With the help of lifestyle trainer Beverly Scarlett, however, she has come to embrace eating less meat and going vegetarian with more of her meals.
“Actually, it saved my life,” she said as she patted Romaine lettuce leaves dry in a kitchen at the Augusta-Richmond County Public Library. Scarlett and Johnson were among seven people gathered for a weekly meeting of the CSRA Vegetarian Society, and they were learning to make vegan salad dressings and desserts.
Scarlett whipped up a tasty-looking no-bake cheesecake with tofu cream cheese and agave nectar instead of sugar.
“Then you don’t have all of the saturated fat from the animal products because this is all plant-based,” she said.
Eating that way in the meat-heavy South should not be hard, Scarlett said.
“It is not more difficult,” she said. “You just have to plan ahead.”
And it might mean doing more yourself, Johnson said.
“I take my lunch,” she said. “Now I have my lunchbox in my car.”
Having grown up in the South and living for a while in Santa Fe, N.M., where entire restaurants are vegan, trying to eat that way in Augusta seems difficult, said Jackie Barber, who was attending her first meeting and trying to eat more vegetarian meals.

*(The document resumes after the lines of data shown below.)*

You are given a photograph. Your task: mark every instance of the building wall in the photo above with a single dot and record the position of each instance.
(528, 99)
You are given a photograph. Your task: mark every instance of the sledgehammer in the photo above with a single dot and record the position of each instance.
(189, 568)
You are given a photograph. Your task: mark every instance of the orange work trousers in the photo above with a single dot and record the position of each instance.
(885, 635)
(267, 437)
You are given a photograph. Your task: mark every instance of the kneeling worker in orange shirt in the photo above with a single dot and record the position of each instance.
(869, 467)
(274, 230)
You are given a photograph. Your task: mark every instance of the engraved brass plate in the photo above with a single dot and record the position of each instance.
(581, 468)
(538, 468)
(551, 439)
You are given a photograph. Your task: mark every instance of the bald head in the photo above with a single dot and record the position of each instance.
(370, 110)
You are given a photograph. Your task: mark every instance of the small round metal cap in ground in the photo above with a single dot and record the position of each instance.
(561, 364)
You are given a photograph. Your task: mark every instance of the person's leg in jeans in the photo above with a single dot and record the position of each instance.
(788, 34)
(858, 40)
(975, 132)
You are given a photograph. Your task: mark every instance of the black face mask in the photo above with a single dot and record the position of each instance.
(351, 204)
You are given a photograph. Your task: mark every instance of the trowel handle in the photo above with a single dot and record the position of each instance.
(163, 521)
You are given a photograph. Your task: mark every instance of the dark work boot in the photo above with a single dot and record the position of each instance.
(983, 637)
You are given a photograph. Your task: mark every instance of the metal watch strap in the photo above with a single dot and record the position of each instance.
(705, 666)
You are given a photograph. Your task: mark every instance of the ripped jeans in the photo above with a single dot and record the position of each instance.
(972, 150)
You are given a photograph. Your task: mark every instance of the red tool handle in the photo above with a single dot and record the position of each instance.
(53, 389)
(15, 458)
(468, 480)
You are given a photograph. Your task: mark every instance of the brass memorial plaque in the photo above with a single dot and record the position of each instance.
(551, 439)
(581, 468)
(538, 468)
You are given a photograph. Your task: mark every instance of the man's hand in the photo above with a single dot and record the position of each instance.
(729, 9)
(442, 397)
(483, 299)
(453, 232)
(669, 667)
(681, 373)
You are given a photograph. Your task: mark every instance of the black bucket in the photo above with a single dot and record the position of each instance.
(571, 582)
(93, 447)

“I don’t understand what you eat if you are not making it yourself,” she said.
Hameeda Robertson was also attending her first meeting and “came to be inspired.” She was trying to eat more vegetables and hoped to feel better and sleep better.
“If you started, you will notice a change in your body,” Johnson told her.
Whirling through the kitchen and dishing out recipe and life advice in equal doses, Ame Johnson led the group through salads and dressings and ways to avoid meat and dairy. One way is nutritional yeast, which can be used in the place of cheese, she said.
“You can make vegan macaroni without using dairy,” she said. Frozen fruit can be whipped into an ice creamlike concoction without all of the sugar, too, Johnson said. Salads are important, and so is the composition, she said.
“There should be nuts,” Ame Johnson said. “There should be fruits. There should be steamed vegetables, if possible.”
Barber and Robertson tried to put together a salad dressing with avocado and citrus but Robertson looked a little flummoxed.
“I just don’t cook,” she said.
“This is not cooking,” Ame Johnson said. “This is just mixing.”
Group organizer Ross Malick already had put together his vegan Caesar salad, which has silken tofu and differs greatly from the original, which has “anchovies, egg yolks, all the bad stuff,” he said. His version does taste very similar, however. Malick tried the avocado dressing, too.
“It’s good,” he said. “It’s not as good as mine, but it is good.”
The kitchen broke out in laughter.
Ame Johnson touted variety in pulling together a good vegetarian meal.
“The secret to a good appetite is to make your meal colorful,” she said.
Chris Anderson pulled that off in a taboulehlike raw shredded cauliflower dish that is white, red and green with tomatoes and herbs. She used a raw vegetable cleanse to do a “food detox” and felt much better, but then “went back to my old ways.”
Now, though, she is eating “much less meat” and is on her way to being a vegetarian.
“Getting closer and closer every day,” Anderson said.
Getting started on that journey is the important part, Scarlett said.
“Some people are able to do it instantly,” she said. “For others, it is more gradual. It’s important to recognize where you need to be and move toward that.”